As described above, according to the present invention, the belt speed detecting means for detecting the belt speed of the drive belt is provided to face the drive belt, and the line acting on the hydraulic cylinder of each pulley when the slip of the drive belt occurs. In order to correct the target line pressure of the drive belt, the control unit includes: a target belt speed calculating unit that calculates a target belt speed of the drive belt; an actual belt speed calculating unit that calculates an actual belt speed; A belt slip change amount calculating means for calculating a slip change amount of the drive belt from the belt speed, so that the line pressure is corrected based on the slip change amount of the drive belt based on the target belt speed of the drive belt and the actual belt speed. As a result, the belt pressing force of the secondary pulley is obtained, preventing slippage between the drive belt and the secondary pulley. can do.

Further, since the line pressure is corrected based on the amount of change in belt slip obtained from the belt speed of the drive belt, it is possible to prevent slip which cannot be avoided from the structure of the drive belt and slip of the drive belt due to load fluctuation. .

The belt speed detecting means includes an electromagnetic pickup for detecting a belt speed of the drive belt, a displacement sensor for detecting a distance between the element of the drive belt and the electromagnetic pickup, and a distance between the electromagnetic pickup and the element of the drive belt. Since the driving means for maintaining the driving speed within the range is provided, it is possible to reliably calculate the actual belt speed of the driving belt even during shifting.

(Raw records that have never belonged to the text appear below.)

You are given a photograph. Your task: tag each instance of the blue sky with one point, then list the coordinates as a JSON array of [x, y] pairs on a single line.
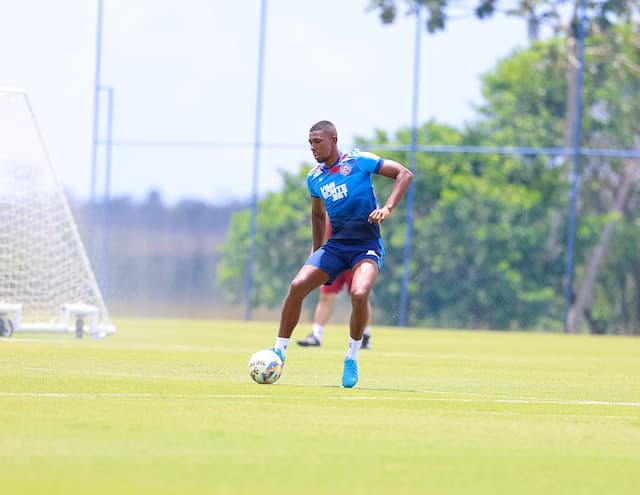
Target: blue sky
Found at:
[[186, 71]]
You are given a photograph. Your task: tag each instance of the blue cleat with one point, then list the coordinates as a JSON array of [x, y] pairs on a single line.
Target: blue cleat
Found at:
[[279, 353], [350, 373]]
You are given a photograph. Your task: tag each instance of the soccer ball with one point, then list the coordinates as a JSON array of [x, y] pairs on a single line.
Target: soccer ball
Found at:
[[265, 367]]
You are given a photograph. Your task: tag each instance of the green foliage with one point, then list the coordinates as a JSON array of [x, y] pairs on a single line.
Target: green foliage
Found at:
[[283, 242], [489, 230]]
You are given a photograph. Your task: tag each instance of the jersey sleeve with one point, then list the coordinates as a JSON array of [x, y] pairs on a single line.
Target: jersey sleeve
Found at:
[[370, 161], [310, 185]]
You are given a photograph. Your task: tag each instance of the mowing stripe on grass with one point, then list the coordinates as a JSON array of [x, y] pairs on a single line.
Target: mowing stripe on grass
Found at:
[[309, 397]]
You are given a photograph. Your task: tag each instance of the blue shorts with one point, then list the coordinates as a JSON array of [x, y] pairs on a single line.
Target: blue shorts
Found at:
[[337, 255]]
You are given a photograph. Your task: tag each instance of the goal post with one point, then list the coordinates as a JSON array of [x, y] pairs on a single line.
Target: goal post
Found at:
[[46, 280]]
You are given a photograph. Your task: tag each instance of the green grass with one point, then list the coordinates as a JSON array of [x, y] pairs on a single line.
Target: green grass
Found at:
[[167, 406]]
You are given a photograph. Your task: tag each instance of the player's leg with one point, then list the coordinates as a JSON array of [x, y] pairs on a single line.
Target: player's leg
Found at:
[[365, 274], [308, 278], [322, 312], [366, 338]]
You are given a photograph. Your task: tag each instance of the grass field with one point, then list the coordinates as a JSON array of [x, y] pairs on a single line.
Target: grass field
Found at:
[[167, 406]]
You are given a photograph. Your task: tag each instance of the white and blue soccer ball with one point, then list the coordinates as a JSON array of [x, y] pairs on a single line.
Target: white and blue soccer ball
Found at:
[[265, 367]]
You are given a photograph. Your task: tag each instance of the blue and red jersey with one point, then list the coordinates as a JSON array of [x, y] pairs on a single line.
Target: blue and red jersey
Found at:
[[347, 191]]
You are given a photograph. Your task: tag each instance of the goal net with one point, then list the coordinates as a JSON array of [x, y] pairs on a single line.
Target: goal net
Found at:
[[46, 281]]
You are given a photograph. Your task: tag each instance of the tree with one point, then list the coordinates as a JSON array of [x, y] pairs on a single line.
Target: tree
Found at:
[[565, 20]]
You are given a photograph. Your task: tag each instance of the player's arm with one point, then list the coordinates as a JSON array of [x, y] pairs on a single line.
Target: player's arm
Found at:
[[318, 222], [402, 178]]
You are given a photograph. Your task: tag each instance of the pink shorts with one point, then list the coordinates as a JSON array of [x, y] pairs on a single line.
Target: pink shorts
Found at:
[[338, 283]]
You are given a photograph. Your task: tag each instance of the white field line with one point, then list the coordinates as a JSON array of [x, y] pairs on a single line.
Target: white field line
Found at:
[[98, 395], [470, 397]]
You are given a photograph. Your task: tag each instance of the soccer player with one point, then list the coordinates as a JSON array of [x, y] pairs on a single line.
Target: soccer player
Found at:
[[322, 313], [341, 187]]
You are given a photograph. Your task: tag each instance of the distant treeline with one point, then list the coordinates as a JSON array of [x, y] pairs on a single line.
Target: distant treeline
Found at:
[[158, 258]]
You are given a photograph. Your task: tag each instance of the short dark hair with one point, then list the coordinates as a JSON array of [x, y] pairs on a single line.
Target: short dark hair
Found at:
[[324, 125]]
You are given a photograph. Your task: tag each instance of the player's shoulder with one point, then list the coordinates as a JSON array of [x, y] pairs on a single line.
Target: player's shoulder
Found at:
[[315, 171], [356, 153]]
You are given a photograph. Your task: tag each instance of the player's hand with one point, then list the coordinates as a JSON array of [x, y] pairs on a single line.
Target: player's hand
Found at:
[[379, 215]]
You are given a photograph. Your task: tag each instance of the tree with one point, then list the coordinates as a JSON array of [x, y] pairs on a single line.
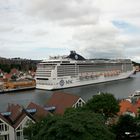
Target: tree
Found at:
[[126, 127], [83, 125], [104, 103]]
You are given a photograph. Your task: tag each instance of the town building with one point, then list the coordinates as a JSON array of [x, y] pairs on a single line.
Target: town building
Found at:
[[16, 118]]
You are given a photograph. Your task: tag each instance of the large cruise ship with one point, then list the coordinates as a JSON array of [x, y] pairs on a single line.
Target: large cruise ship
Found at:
[[74, 70]]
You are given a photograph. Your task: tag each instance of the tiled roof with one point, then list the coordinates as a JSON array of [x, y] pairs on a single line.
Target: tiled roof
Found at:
[[62, 101], [15, 110], [40, 111], [4, 119]]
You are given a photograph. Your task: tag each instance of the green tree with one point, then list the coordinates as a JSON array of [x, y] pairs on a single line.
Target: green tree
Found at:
[[83, 125], [104, 103]]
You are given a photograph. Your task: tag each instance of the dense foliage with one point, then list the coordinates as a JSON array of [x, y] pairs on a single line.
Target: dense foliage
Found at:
[[104, 103], [77, 125], [127, 127], [23, 65]]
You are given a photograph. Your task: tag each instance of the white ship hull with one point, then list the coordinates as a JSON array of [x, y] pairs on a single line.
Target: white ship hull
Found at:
[[68, 82]]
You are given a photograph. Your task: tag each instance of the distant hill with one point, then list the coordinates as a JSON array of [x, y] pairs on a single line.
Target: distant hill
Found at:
[[135, 63], [21, 64]]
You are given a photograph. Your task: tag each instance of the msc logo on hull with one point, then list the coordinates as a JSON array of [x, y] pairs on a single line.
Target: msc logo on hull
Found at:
[[62, 82]]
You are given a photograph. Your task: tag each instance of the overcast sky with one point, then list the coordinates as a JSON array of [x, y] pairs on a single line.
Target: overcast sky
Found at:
[[37, 29]]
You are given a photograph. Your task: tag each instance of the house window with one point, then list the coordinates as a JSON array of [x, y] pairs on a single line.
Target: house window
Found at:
[[4, 137], [79, 104], [3, 127], [19, 133]]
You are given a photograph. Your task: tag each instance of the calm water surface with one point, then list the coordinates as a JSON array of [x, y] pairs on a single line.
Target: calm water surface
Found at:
[[120, 89]]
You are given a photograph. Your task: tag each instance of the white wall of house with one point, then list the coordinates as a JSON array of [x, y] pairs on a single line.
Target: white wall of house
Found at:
[[79, 103]]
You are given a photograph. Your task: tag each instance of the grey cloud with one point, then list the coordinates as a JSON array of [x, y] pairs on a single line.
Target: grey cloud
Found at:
[[100, 42], [74, 12]]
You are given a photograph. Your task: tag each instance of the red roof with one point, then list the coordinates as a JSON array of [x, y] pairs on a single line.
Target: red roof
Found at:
[[40, 111], [62, 101], [15, 110]]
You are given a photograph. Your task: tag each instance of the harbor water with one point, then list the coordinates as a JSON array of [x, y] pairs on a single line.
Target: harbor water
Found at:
[[120, 89]]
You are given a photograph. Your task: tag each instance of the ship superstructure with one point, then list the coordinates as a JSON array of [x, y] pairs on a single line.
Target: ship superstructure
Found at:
[[74, 70]]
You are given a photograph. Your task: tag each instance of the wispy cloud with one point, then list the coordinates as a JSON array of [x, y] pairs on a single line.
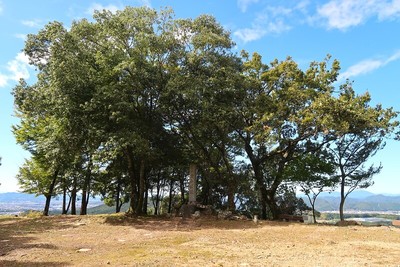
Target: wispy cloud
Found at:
[[243, 4], [16, 69], [144, 3], [344, 14], [21, 36], [36, 23], [100, 7], [271, 20], [367, 66]]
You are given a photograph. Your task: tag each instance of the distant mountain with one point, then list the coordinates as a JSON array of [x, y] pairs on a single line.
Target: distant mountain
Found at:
[[359, 194], [357, 201], [14, 203]]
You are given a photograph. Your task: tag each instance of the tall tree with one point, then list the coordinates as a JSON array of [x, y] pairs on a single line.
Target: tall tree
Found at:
[[313, 173], [364, 129], [280, 120]]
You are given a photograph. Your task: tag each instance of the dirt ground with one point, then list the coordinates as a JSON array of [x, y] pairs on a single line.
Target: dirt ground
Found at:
[[115, 240]]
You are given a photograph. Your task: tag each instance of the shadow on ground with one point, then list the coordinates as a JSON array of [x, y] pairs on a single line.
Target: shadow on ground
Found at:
[[159, 223], [15, 235]]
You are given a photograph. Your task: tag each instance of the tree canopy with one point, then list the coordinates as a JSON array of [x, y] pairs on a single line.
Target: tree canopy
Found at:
[[124, 103]]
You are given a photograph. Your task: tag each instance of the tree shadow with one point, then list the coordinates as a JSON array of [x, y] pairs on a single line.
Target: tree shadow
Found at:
[[15, 235], [160, 223], [12, 263]]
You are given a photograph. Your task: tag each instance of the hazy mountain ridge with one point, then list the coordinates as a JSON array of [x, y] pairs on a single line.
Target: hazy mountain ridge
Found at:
[[357, 201], [14, 203]]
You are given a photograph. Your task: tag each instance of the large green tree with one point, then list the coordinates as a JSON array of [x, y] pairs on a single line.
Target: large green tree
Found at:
[[361, 135]]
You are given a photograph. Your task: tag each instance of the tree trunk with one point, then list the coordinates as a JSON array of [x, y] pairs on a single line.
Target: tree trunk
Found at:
[[117, 196], [231, 197], [171, 190], [192, 183], [142, 185], [342, 198], [85, 189], [132, 179], [182, 188], [263, 191], [73, 197], [64, 205], [273, 207], [50, 194]]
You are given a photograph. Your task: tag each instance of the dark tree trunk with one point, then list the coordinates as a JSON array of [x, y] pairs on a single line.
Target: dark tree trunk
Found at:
[[182, 188], [145, 200], [132, 179], [157, 202], [117, 196], [342, 198], [263, 191], [171, 190], [73, 197], [231, 197], [50, 194], [69, 205], [142, 185], [86, 188], [64, 205]]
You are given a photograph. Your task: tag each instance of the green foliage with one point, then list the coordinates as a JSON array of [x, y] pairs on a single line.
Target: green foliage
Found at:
[[124, 103]]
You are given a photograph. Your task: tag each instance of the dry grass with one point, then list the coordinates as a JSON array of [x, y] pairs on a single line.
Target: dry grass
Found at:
[[115, 240]]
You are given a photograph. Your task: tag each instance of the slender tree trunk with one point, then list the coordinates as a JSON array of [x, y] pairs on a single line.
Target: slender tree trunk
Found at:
[[342, 199], [142, 185], [73, 197], [273, 207], [69, 205], [231, 197], [132, 179], [85, 189], [64, 205], [145, 200], [117, 196], [263, 191], [158, 189], [50, 194], [171, 190], [182, 188]]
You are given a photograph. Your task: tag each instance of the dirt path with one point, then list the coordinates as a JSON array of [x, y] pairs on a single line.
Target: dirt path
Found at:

[Brief description of the drawings]

FIG. 1 is a skeleton diagram showing an embodiment of a belt-type continuously variable transmission with a torque converter of the present invention, FIG. 2 is a view taken in the direction of arrows II-II in FIG. 1, FIG. 3 is a circuit diagram of a hydraulic control system, 4 is a block diagram showing an embodiment of the control device, FIGS. 5 and 6 are characteristic diagrams, FIG. 7 (a) is a diagram showing the relationship between the output of the electromagnetic pickup and the belt speed, and FIG. 7 (b) ) Is an output characteristic diagram of the displacement sensor, FIGS. 8 (a) and (b) are flowcharts, and FIG. 9 is a diagram showing lock-up ON / OFF and shifting start. 21,24 …… Hydraulic cylinder, 22 …… Primary pulley, 25
...... Secondary pulley, 26 Drive belt, 26a Element, 26b Metal band, 37 Belt speed detecting means, 37a Electromagnetic pickup, 37b Displacement sensor, 38
... DC servo motor (drive means), 80 ... control unit, 116 ... target belt speed calculation means, 117 ... actual belt speed calculation means, 118 ... belt slip change amount calculation means.

Claims (2)

(57) [Claims] 1. A drive belt composed of a metal band and a plurality of elements is wound around a primary pulley and a secondary pulley with variable pulley spacing, and a line pressure acting on a hydraulic cylinder of each pulley is output from a control unit. In the continuously variable transmission that changes the winding diameter of the drive belt by changing the winding diameter of the drive belt, a belt speed detection unit that detects a belt speed of the drive belt is provided to face the drive belt. The control unit calculates a target belt speed of the drive belt so as to correct a target line pressure of a line pressure acting on the hydraulic cylinder of each of the pulleys when the drive belt slips. Means, an actual belt speed calculating means for calculating an actual belt speed, and Control device for a continuously variable transmission, characterized in that it has a belt slip variation calculating means for calculating a slip amount of change in the belt. A belt speed detecting means for detecting a belt speed of the drive belt; a displacement sensor for detecting a distance between an element of the drive belt and the electromagnetic pickup; The control device for a continuously variable transmission according to claim 1, further comprising a driving unit for keeping a distance from the element within a predetermined range.